Iraqis likely will vote on pact with U.S.
Sunni lawmakers push for referendum as part of military presence agreement
BAGHDAD – Sunni Muslim lawmakers appeared to have won demands Wednesday for a referendum that would let the public throw out a pact letting U.S. troops remain in Iraq for three more years.
The referendum was part of a package of legislation that Sunni legislators demanded be tied to the pact, known as the Status of Forces Agreement, or SOFA, which sets Dec. 31, 2011, as the date for American forces to leave Iraq.
Parliament had planned to vote on the accord Wednesday but delayed at least a day as the ruling Shiite and Kurdish coalition struggled to win support from Sunni parties.
The referendum issue appeared to have been resolved to the Sunnis’ satisfaction after last-minute negotiations, said Iraqi lawmakers from across the political spectrum Wednesday.
“Regarding the referendum, it is included in the legislation,” said Ridha Jawad Taqi, a lawmaker from the United Iraqi Alliance, the Shiite bloc. Kurdish lawmaker Alla Talabani said the Kurdish alliance also had come to support the Sunnis’ demand for the public vote.
But wrinkles were added as some Sunni legislators held out for additional concessions.
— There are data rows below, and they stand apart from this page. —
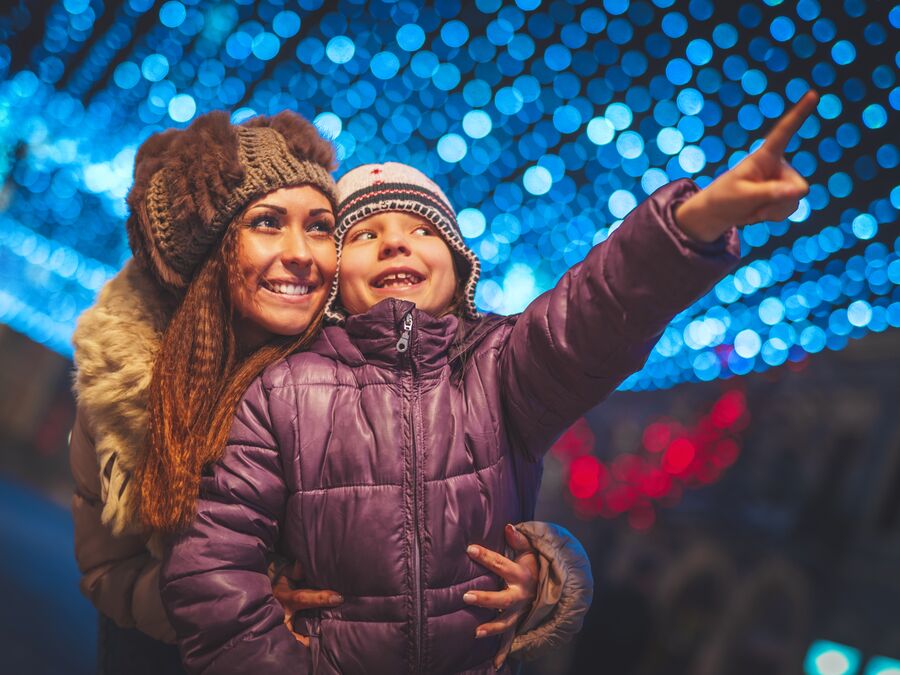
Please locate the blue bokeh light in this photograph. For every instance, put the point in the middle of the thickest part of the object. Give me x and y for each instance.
(546, 123)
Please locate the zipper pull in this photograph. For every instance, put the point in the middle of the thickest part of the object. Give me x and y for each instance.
(403, 342)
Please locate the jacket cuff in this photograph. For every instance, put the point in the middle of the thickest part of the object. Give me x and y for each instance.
(565, 591)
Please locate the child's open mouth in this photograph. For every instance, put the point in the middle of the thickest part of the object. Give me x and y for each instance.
(398, 280)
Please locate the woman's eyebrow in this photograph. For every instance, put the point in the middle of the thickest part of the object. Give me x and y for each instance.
(279, 209)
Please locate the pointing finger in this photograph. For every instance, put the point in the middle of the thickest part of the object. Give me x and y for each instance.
(790, 122)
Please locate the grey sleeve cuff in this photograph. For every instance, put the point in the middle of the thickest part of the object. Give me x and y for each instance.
(565, 591)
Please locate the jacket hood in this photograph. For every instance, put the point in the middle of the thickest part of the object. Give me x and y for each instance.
(372, 337)
(116, 342)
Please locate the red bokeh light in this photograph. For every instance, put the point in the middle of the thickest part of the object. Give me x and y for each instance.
(586, 474)
(672, 458)
(678, 456)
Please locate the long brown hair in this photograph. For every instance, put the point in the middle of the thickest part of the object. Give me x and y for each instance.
(198, 380)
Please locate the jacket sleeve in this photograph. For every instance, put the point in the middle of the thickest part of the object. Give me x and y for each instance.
(564, 594)
(118, 574)
(214, 581)
(577, 342)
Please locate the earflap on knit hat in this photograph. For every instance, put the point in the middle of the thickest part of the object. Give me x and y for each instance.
(189, 184)
(392, 186)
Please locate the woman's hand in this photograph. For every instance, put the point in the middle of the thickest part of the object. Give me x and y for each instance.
(763, 186)
(297, 599)
(514, 602)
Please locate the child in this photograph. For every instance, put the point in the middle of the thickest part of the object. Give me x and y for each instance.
(417, 427)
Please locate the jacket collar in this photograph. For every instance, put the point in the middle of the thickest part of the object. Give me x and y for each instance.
(372, 338)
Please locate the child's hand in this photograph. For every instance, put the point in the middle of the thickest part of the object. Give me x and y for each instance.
(763, 186)
(515, 601)
(294, 599)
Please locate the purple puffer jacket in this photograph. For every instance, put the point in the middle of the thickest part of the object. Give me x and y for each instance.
(377, 456)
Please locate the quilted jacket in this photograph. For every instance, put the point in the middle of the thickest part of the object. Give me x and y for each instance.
(376, 456)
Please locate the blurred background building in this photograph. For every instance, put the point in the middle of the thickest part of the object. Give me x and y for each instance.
(740, 496)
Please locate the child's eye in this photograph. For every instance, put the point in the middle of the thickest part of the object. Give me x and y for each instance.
(364, 235)
(266, 222)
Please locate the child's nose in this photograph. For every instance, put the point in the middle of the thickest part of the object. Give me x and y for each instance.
(394, 243)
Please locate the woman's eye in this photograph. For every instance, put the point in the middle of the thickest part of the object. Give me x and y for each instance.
(323, 226)
(265, 222)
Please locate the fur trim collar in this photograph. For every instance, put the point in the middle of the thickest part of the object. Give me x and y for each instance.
(116, 343)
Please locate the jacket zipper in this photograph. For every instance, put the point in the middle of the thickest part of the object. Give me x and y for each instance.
(402, 347)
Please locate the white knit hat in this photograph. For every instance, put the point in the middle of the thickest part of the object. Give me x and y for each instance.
(375, 188)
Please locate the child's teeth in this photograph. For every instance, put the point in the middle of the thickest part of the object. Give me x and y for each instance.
(400, 278)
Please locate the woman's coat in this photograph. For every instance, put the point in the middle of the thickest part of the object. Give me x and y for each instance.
(377, 456)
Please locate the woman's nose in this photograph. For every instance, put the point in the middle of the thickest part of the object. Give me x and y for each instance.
(296, 250)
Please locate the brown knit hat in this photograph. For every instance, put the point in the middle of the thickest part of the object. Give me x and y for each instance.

They included elimination of a special tribunal that prosecutes members of Saddam Hussein’s Sunni-led regime for crimes committed on the regime’s behalf and the scrapping of a law limiting opportunities for former high-ranking members of Saddam’s Baath Party.
“We will not enter the session and vote unless these two demands are agreed upon,” said Mohammed Tamim of the National Dialogue Front, a mainly Sunni slate with 20 seats.
Shiite and Kurdish lawmakers, who represent groups targeted by Saddam, balked at those demands. “Canceling them is difficult because we are among those who suffered from the old regime,” said Alla Talabani, a Kurdish parliamentarian.
Even without Sunni support, SOFA probably could pass the 275-seat Parliament. However, Prime Minister Nouri al-Maliki, a Shiite, has made clear that he wants broad-based support for the pact. That has meant negotiating long-festering demands from Sunnis, whose blocs hold 71 parliamentary seats.
As a result, what began as a debate over the future of U.S. forces here has evolved into a political showdown reflective of the resentment, sectarian distrust and grudges among Iraqi lawmakers. The main Sunni bloc, Tawafiq, led the way in using the security agreement as a bargaining chip for winning its demand for the referendum.
Smaller factions followed suit. By Wednesday, the list of demands had broadened to include promises of various constitutional changes and amnesty for 16,000 mainly Sunni prisoners held in U.S. detention.
The referendum would be held in July. If voters rejected the pact, Iraq’s government would have to cancel SOFA or demand changes to it. Terms of the agreement allow either the Iraqis or Americans to give one year’s notice of cancellation, so if Iraq scrapped the pact, U.S. forces would have to leave the country in July 2010.